For more information about using expressions to sort search results, see Controlling Search Results.
Sorting Results by Distance API Version 2013-01-01 150
Amazon CloudSearch Developer Guide
Searching DynamoDB Data with Amazon CloudSearch
You can specify a DynamoDB table as a source when configuring indexing options or uploading
data to a search domain through the console. This enables you to quickly set up a search domain to
experiment with searching data stored in DynamoDB database tables.
To keep your search domain in sync with changes to the table, you can send updates to both your
table and your search domain, or you can periodically load the entire table into a new search
domain.
Topics
Configuring an Amazon CloudSearch Domain to Search DynamoDB Data
Uploading Data to Amazon CloudSearch from DynamoDB
Synchronizing a Search Domain with a DynamoDB Table
Configuring an Amazon CloudSearch Domain to Search DynamoDB
Data
The easiest way to configure a search domain to search DynamoDB data is to use the Amazon
CloudSearch console. The console's configuration wizard analyzes your table data and suggests
indexing options based on the attributes in the table. You can modify the suggested configuration
to control which table attributes are indexed.
Note
To upload data from DynamoDB, you must have permission to access both the service and
the resources you want to upload. For more information, see Using IAM to Control Access to
DynamoDB Resources.
When you automatically configure a search domain from a DynamoDB table, a maximum of 200
unique attributes can be mapped to index fields. (You cannot configure more than 200 fields for a
search domain, so you can only upload data from DynamoDB tables with 200 or fewer attributes.)

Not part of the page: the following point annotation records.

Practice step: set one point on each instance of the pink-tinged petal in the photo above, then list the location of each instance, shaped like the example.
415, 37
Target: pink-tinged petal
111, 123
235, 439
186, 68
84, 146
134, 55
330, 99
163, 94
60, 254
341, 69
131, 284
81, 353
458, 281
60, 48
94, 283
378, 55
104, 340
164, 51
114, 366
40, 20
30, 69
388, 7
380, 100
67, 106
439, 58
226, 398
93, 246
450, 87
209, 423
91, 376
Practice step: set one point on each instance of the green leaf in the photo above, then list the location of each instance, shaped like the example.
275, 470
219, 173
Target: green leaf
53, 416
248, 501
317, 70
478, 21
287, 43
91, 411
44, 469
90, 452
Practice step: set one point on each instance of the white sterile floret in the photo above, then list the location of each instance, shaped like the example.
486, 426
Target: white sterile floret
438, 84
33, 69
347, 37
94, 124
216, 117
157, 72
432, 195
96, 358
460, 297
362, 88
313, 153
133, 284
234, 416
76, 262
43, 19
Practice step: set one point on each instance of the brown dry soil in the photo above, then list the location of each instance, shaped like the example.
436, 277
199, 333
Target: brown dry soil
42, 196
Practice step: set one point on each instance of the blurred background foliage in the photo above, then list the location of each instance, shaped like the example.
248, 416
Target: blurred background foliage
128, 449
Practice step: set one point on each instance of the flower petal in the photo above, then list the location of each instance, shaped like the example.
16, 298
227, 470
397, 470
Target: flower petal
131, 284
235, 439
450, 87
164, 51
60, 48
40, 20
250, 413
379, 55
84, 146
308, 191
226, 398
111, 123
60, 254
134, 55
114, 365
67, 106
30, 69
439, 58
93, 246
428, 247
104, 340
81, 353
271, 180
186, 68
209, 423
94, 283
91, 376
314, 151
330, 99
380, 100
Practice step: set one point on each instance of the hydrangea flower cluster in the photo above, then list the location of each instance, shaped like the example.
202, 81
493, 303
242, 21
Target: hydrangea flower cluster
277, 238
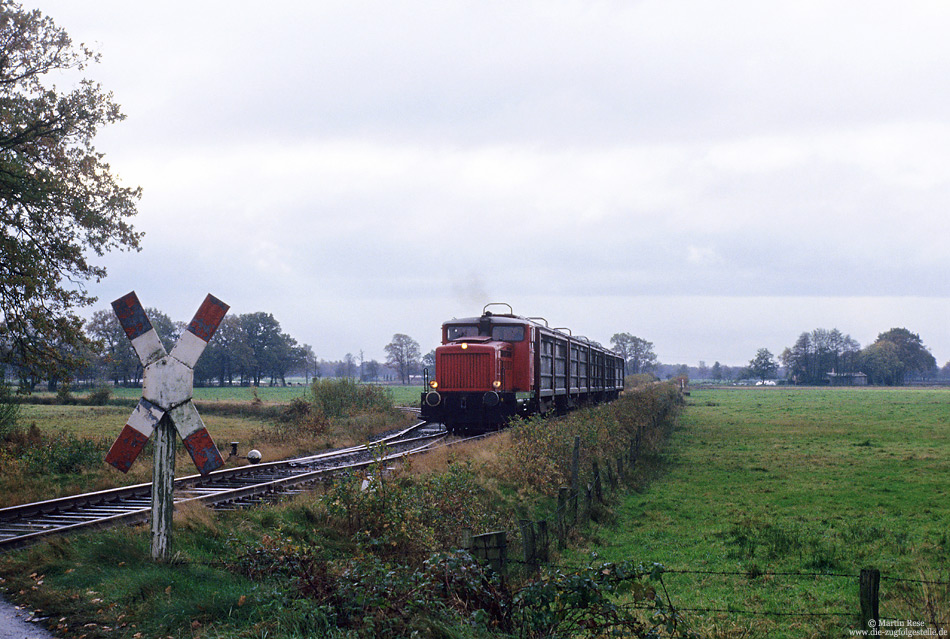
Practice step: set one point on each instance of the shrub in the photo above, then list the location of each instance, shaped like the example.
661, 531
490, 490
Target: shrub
62, 453
541, 453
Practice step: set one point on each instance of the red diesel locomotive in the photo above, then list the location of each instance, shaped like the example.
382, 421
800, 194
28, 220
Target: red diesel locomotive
498, 366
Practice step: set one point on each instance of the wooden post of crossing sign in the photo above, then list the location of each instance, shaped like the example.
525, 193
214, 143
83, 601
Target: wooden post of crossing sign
166, 406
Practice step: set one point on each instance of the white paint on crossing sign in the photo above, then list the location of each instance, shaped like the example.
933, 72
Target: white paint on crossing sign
167, 385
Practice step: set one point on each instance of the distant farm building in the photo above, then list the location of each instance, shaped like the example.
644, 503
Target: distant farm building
847, 379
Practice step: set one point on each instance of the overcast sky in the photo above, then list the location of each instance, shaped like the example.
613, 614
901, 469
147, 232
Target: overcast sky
715, 177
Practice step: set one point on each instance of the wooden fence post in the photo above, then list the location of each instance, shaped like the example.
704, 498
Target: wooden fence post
493, 548
543, 542
562, 496
576, 464
588, 500
163, 488
598, 489
870, 584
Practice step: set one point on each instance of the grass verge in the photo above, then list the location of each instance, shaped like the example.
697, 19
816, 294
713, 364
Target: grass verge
818, 483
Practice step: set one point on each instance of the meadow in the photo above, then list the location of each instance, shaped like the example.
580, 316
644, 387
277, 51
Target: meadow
65, 444
791, 492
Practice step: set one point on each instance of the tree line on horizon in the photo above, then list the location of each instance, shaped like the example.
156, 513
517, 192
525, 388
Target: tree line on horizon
894, 357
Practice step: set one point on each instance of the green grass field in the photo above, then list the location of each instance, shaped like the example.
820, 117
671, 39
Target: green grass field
817, 482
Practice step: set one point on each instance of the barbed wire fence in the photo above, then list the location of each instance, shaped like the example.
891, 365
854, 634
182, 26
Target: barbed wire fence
576, 505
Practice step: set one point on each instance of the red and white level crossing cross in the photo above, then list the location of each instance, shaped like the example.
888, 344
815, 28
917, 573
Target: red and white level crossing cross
167, 383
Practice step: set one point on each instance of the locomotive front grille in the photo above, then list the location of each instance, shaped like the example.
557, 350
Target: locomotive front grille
465, 371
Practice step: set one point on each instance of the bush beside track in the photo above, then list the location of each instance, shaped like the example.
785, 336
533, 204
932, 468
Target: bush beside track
381, 561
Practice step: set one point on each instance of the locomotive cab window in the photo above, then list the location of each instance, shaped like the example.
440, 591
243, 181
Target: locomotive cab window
507, 333
460, 330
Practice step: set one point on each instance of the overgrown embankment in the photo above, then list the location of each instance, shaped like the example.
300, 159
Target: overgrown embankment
374, 560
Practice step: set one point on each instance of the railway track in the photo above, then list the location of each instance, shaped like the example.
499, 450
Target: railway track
230, 488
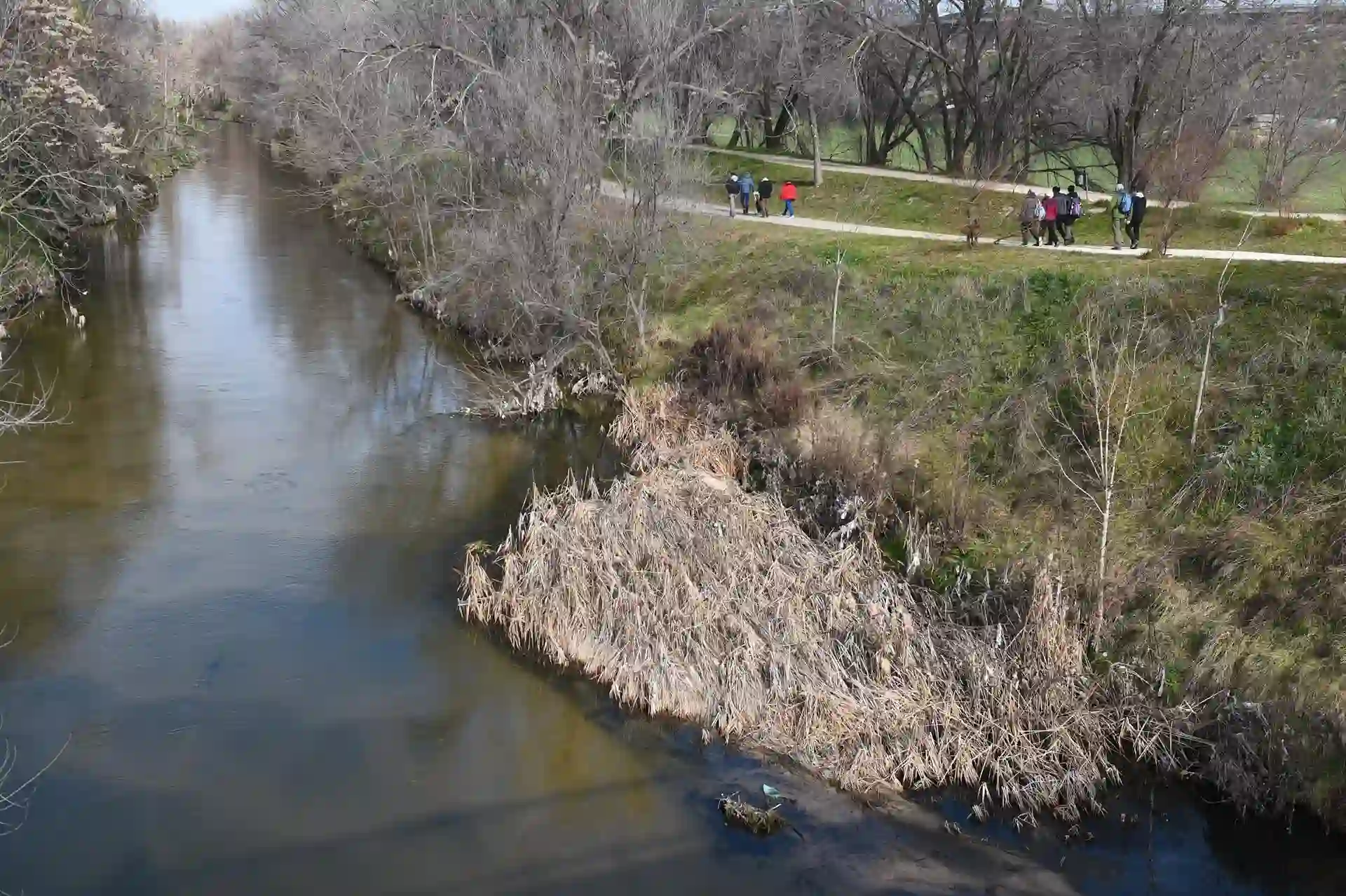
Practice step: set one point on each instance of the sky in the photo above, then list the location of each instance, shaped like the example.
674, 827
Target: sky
196, 10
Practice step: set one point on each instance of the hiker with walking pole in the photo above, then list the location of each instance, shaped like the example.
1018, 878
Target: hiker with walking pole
1028, 217
1052, 215
1120, 209
1072, 209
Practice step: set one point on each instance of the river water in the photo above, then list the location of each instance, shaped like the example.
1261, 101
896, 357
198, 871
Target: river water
228, 575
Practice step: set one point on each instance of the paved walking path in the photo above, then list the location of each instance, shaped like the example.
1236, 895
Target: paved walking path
995, 186
692, 206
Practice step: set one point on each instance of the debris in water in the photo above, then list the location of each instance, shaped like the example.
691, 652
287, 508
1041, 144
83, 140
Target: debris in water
749, 817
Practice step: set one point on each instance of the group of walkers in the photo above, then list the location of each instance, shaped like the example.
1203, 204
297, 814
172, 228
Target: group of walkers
1053, 217
756, 194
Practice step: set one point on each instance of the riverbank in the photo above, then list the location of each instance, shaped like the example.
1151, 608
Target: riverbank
949, 398
949, 391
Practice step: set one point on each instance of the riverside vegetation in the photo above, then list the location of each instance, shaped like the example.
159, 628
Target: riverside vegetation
86, 127
910, 515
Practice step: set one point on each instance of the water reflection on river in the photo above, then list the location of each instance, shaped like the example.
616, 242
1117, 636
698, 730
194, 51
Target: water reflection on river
231, 569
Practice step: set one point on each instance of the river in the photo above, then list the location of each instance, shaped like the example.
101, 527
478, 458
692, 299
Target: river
228, 573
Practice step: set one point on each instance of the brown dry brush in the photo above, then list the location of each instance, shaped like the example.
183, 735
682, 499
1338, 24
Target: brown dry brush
686, 595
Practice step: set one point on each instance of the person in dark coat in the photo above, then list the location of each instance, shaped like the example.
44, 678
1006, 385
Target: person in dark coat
1069, 213
765, 189
1138, 215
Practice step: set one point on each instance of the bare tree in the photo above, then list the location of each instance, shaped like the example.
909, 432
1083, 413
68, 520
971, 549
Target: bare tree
1298, 125
1094, 414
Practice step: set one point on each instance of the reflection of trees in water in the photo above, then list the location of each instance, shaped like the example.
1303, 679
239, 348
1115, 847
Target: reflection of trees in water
430, 489
67, 503
332, 311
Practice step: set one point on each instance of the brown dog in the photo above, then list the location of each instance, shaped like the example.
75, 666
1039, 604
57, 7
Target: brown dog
972, 231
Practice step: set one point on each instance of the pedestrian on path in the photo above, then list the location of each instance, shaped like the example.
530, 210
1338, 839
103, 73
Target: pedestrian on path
1028, 217
1138, 215
1052, 215
765, 190
1120, 209
731, 186
1073, 212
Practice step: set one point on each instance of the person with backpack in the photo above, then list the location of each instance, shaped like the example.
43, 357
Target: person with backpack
731, 186
1052, 215
765, 189
1120, 209
1138, 215
1072, 212
1030, 213
746, 187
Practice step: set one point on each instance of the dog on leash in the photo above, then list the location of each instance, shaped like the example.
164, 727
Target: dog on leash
972, 231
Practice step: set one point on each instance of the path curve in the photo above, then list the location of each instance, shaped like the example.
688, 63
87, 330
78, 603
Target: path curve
995, 186
691, 206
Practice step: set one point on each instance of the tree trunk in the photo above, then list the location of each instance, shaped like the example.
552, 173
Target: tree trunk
775, 136
817, 146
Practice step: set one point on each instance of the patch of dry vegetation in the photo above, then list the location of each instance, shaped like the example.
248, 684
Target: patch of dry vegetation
690, 597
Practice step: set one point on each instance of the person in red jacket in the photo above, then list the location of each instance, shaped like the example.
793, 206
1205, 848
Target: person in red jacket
1052, 206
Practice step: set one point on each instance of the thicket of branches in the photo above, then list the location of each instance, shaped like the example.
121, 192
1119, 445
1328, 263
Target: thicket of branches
478, 133
80, 107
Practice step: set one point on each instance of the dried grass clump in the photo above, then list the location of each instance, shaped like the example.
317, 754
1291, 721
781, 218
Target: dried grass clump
688, 597
749, 817
738, 365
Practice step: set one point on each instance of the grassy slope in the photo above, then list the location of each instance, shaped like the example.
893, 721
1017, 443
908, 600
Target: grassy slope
929, 206
1229, 556
1232, 184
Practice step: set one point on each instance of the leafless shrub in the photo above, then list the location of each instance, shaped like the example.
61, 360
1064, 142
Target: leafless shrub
715, 607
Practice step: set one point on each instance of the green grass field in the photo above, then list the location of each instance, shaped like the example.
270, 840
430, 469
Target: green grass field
941, 208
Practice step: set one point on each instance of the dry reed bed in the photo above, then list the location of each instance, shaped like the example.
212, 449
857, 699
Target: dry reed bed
686, 595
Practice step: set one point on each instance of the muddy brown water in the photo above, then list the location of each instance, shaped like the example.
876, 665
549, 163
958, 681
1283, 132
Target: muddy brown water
229, 573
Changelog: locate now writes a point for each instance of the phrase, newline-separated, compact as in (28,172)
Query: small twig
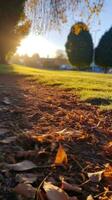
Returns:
(77,162)
(105,192)
(85,182)
(108,160)
(38,189)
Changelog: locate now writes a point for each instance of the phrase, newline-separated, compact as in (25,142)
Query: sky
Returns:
(46,45)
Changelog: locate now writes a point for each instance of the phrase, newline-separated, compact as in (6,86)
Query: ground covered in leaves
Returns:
(52,145)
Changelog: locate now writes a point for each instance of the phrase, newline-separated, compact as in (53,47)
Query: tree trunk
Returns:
(105,70)
(2,59)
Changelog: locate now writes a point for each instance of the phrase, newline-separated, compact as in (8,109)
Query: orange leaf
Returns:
(39,138)
(61,156)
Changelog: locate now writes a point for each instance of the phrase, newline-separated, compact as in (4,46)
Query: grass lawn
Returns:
(87,85)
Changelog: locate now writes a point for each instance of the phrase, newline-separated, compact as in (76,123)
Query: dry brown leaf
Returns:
(70,187)
(61,156)
(3,131)
(25,190)
(108,173)
(96,176)
(54,192)
(73,198)
(8,140)
(90,197)
(39,138)
(26,178)
(22,166)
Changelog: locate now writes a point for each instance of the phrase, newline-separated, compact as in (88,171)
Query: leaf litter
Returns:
(57,135)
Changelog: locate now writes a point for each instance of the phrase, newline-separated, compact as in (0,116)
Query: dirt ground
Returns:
(27,110)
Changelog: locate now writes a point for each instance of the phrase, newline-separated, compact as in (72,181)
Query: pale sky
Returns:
(46,45)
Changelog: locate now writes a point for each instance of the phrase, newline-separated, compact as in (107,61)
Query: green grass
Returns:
(87,85)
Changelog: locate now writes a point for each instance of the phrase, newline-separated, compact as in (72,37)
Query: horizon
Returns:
(47,44)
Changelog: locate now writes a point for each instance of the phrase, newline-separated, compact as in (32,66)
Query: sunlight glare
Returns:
(37,44)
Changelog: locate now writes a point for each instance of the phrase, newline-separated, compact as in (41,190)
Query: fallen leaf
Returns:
(70,187)
(25,190)
(3,131)
(96,176)
(8,140)
(26,178)
(54,192)
(61,156)
(108,173)
(90,197)
(22,166)
(6,101)
(39,138)
(73,198)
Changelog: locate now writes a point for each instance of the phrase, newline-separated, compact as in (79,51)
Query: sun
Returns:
(37,44)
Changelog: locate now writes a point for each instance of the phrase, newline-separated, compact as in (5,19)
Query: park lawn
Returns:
(87,85)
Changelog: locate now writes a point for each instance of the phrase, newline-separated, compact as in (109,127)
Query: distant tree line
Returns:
(80,50)
(36,61)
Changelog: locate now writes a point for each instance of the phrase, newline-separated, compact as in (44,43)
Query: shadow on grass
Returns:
(99,101)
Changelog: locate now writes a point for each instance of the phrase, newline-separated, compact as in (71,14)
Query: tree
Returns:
(51,14)
(13,26)
(103,52)
(79,45)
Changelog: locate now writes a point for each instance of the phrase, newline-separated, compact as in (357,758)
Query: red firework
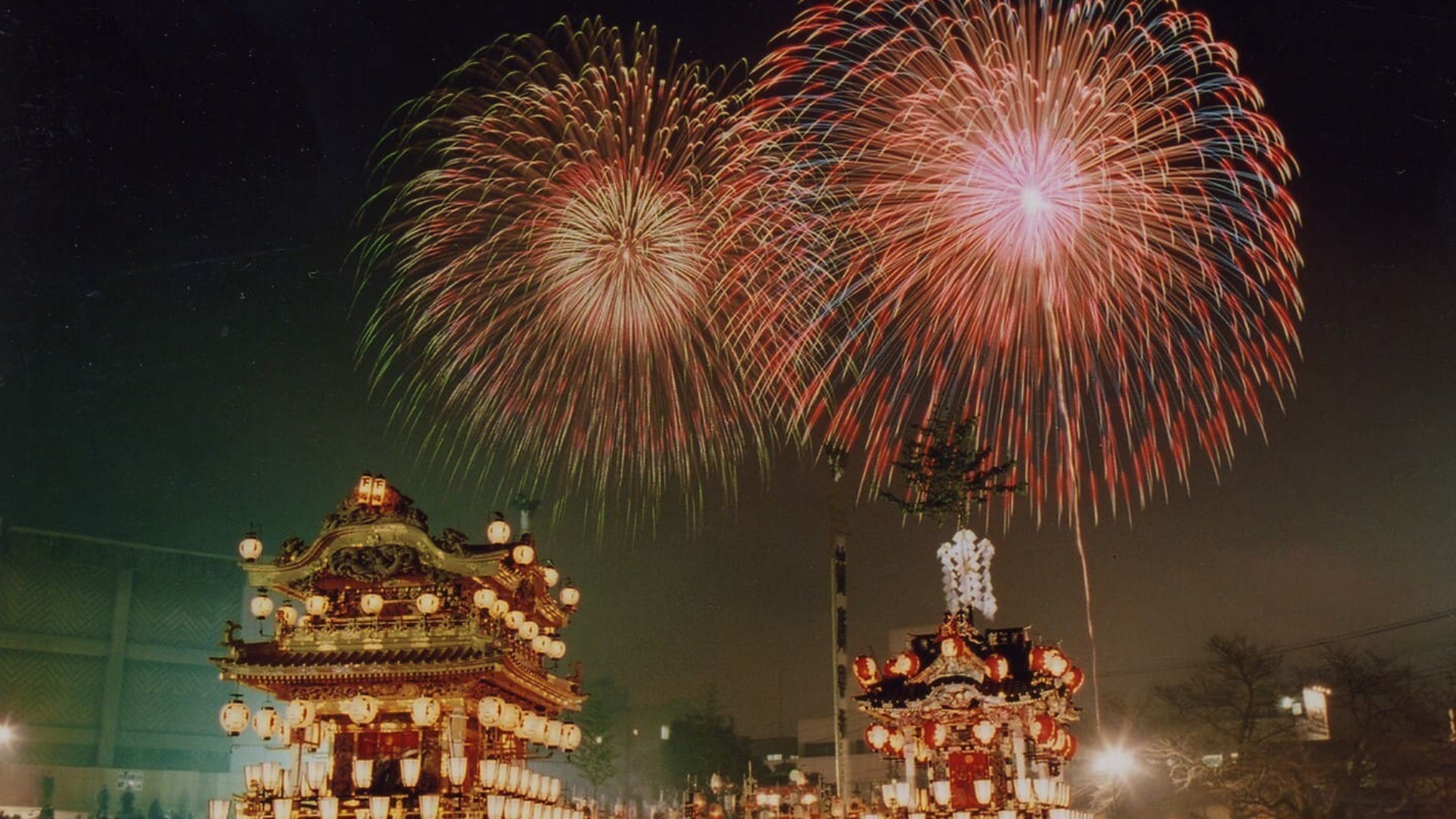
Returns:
(582,247)
(1065,219)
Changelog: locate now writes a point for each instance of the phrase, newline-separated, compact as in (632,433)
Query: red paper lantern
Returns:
(1071,749)
(997,668)
(905,663)
(1058,662)
(1059,740)
(935,733)
(1043,729)
(984,732)
(877,736)
(898,742)
(867,672)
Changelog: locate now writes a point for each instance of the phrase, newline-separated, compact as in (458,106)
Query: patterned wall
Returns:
(60,599)
(59,596)
(186,608)
(52,689)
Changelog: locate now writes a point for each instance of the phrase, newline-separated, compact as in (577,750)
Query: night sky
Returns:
(177,349)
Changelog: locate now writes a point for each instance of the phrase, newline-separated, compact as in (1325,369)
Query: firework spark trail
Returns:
(586,251)
(1065,219)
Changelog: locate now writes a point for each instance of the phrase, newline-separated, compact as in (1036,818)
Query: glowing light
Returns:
(1069,221)
(583,235)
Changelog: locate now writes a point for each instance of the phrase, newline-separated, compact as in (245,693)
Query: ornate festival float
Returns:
(979,719)
(411,675)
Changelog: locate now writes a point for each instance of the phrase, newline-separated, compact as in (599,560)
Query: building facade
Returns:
(104,673)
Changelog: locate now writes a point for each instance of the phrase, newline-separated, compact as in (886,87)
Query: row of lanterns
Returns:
(1029,791)
(1048,662)
(496,713)
(372,604)
(1043,729)
(385,807)
(363,708)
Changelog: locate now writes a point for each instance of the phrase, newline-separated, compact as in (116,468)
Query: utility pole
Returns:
(839,620)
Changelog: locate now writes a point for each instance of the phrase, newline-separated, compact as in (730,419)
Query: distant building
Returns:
(104,673)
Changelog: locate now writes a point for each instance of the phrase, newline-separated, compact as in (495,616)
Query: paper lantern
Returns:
(984,732)
(905,663)
(267,723)
(998,668)
(362,708)
(877,736)
(935,733)
(251,548)
(490,711)
(867,672)
(898,742)
(510,717)
(1043,729)
(424,711)
(235,717)
(261,605)
(301,713)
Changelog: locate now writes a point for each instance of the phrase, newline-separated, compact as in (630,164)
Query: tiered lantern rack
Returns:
(411,675)
(981,721)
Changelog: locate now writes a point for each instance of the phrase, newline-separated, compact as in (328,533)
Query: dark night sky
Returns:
(177,346)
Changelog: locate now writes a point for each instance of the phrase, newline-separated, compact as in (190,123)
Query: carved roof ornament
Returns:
(381,624)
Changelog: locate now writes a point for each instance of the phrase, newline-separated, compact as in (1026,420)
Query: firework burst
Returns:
(586,248)
(1065,219)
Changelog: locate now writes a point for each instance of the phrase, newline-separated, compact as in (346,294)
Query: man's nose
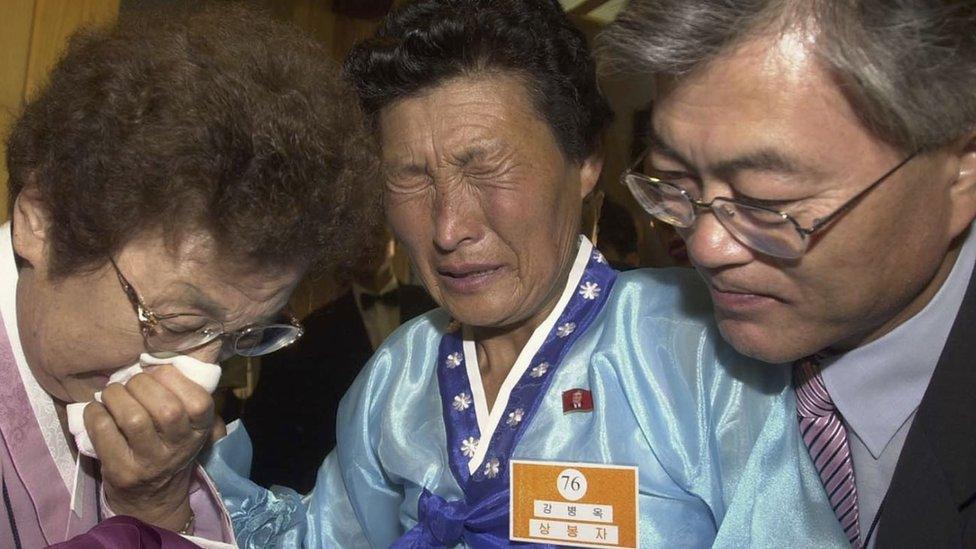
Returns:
(711,246)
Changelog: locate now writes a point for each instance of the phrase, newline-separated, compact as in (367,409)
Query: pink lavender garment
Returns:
(123,532)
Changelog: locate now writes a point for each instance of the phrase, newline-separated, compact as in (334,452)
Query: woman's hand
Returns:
(147,434)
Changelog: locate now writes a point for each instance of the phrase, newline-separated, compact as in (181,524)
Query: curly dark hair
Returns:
(427,42)
(216,119)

When Amazon CloudSearch detects an attribute that has a small number of distinct values, the
field is facet enabled in the suggested configuration.
Searching DynamoDB Data API Version 2013-01-01 151
Amazon CloudSearch Developer Guide
Important
When you use a DynamoDB table to configure a domain, the data is not automatically
uploaded to the domain for indexing. You must upload the data for indexing as a separate
step after you configure the domain.
Configuring a Domain to Search DynamoDB using the Amazon CloudSearch
Console
You can use the Amazon CloudSearch console to analyze data from a DynamoDB table to configure
a search domain. A maximum of 5 MB is read from the table regardless of the table size. By default,
Amazon CloudSearch reads from the beginning of the table. You can specify a start key to begin
reading from a particular item.
To configure a search domain using a DynamoDB table
1. Open the Amazon CloudSearch console at https://console.aws.amazon.com/cloudsearch/
home.
2. From the left navigation pane, choose Domains.
3. Choose the name of the domain to open its details panel.
4. Go to the Indexing options tab and choose Configuration wizard.
5. Select Amazon DynamoDB.
6. Select the DynamoDB table that you want to analyze.
To limit the read capacity units that can be consumed while reading from the table, enter
the maximum percentage of read capacity units you want to use.
To start reading from a particular item, specify a Start hash key. If the table uses a hash and
range type primary key, specify both the hash attribute and the range attribute for the item.
7. Choose Next.
8. Review the suggested configuration. You can edit these fields and add additional fields.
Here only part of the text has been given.